Employers will have to auto enrol any eligible employee. An eligible employee is anyone aged between 22 and state pension age whose earnings are over the income tax personal allowance (£9,440 a year from 2013/14). There are different rules for staff outside these age and earnings ranges and employers will be required to ‘assess’ the whole workforce and know how and when to act in every circumstance.
How much will have to be paid into the qualifying scheme?
The total minimum contribution will eventually be 8% with the employer having to contribute at least 3%. The difference between what the employer must pay and the overall minimum contribution is made up by the employee plus some tax relief from the Government.
Where will the contributions be invested?
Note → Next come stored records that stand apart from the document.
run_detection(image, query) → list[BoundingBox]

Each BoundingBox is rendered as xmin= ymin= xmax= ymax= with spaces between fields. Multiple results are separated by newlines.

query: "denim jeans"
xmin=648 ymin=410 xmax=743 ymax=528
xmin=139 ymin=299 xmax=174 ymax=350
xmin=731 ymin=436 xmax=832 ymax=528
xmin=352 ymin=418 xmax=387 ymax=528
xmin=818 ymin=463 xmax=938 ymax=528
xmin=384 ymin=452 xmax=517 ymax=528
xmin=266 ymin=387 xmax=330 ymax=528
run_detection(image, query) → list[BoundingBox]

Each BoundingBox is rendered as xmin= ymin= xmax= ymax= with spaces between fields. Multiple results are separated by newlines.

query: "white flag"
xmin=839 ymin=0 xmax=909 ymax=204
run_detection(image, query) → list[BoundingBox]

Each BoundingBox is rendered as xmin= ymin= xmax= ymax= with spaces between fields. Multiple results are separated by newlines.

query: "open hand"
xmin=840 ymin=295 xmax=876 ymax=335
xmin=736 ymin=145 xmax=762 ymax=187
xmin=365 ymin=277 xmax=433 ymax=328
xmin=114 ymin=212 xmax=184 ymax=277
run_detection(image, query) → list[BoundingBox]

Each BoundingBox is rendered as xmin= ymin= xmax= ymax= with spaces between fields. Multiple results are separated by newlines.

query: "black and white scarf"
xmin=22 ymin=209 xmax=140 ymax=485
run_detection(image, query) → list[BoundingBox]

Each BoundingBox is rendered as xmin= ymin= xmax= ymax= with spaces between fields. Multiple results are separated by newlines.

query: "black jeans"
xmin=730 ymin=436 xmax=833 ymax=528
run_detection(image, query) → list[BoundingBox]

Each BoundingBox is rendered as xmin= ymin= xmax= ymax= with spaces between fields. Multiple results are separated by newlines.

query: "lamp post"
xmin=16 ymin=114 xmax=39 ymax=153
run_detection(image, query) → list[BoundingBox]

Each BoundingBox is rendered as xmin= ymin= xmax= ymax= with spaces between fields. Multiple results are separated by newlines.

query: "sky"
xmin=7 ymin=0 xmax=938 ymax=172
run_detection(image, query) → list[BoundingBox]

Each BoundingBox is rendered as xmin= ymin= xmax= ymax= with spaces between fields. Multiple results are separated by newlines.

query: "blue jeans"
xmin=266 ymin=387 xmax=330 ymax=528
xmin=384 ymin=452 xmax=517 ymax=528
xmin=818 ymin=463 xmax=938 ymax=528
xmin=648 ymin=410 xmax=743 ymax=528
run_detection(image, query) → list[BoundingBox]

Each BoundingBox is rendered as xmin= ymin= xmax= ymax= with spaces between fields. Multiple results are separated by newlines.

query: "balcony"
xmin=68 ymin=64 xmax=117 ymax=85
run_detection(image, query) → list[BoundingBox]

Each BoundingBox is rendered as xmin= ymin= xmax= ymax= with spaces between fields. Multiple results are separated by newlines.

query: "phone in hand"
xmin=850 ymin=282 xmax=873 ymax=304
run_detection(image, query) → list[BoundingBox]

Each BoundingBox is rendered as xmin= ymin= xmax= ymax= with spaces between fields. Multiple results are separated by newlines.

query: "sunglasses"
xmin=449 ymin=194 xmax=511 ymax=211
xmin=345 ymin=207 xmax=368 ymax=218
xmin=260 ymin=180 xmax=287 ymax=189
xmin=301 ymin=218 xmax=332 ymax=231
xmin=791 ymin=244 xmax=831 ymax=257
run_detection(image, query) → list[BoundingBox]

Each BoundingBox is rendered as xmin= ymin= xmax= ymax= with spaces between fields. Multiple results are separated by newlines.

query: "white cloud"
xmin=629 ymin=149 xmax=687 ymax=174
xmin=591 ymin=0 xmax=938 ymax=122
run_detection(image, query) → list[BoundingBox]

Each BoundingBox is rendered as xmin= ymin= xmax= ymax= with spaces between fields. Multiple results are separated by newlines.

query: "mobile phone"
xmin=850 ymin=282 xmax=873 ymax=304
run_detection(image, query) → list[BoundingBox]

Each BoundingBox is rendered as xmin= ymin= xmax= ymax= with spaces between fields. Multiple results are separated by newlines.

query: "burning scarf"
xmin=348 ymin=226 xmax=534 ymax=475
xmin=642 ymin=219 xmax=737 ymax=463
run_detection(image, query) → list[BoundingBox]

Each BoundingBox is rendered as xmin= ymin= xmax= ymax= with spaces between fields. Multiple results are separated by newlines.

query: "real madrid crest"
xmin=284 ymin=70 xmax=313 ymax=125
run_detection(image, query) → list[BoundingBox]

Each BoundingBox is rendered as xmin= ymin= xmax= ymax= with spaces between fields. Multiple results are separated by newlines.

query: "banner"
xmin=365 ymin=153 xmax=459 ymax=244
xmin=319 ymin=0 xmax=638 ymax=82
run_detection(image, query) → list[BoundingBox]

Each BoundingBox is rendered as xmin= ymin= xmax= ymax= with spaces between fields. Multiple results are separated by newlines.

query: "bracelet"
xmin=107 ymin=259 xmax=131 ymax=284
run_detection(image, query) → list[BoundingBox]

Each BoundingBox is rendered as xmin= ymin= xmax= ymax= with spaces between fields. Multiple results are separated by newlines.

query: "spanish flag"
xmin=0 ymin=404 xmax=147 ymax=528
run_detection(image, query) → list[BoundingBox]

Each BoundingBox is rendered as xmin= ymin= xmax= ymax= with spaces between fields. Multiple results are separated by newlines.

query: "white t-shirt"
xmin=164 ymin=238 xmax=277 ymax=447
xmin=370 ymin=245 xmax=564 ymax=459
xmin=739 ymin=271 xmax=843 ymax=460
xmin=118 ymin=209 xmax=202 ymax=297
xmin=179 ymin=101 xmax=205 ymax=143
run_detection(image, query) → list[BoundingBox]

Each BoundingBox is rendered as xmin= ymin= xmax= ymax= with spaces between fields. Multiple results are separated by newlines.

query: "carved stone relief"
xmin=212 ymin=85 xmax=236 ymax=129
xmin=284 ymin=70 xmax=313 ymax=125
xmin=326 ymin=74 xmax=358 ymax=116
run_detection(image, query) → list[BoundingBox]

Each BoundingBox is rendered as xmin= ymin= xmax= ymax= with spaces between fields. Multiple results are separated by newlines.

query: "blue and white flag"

The scheme will need to have a default investment fund available as agreed with the pension provider. This will be used to auto enrol new employees and for those who don’t want to make an alternative investment choice if the scheme offers one.
What if the employer already offer a scheme?
The employer may already offer employees a scheme, but it will need to meet certain criteria to be suitable for auto enrolment. All types of schemes must have the means to auto enrol eligible employees. If the employer doesn’t currently offer any scheme or their current scheme does not meet the criteria then they can either change the current scheme to fit the criteria or set up a new scheme.
The DWP published a progress report in December 2013 on the success or otherwise of auto enrolment. It announced that so far over 2 million individuals had been auto enrolled with less than 10% deciding to opt-out – workers can decide whether to remain in the pension scheme or not. The data also suggests that many small to medium sized businesses are still not certain of their roles and responsibilities and are at risk of non-compliance. Since it can take up to 18 months to design and implement an effective auto enrolment pension solution business owners need to take action early.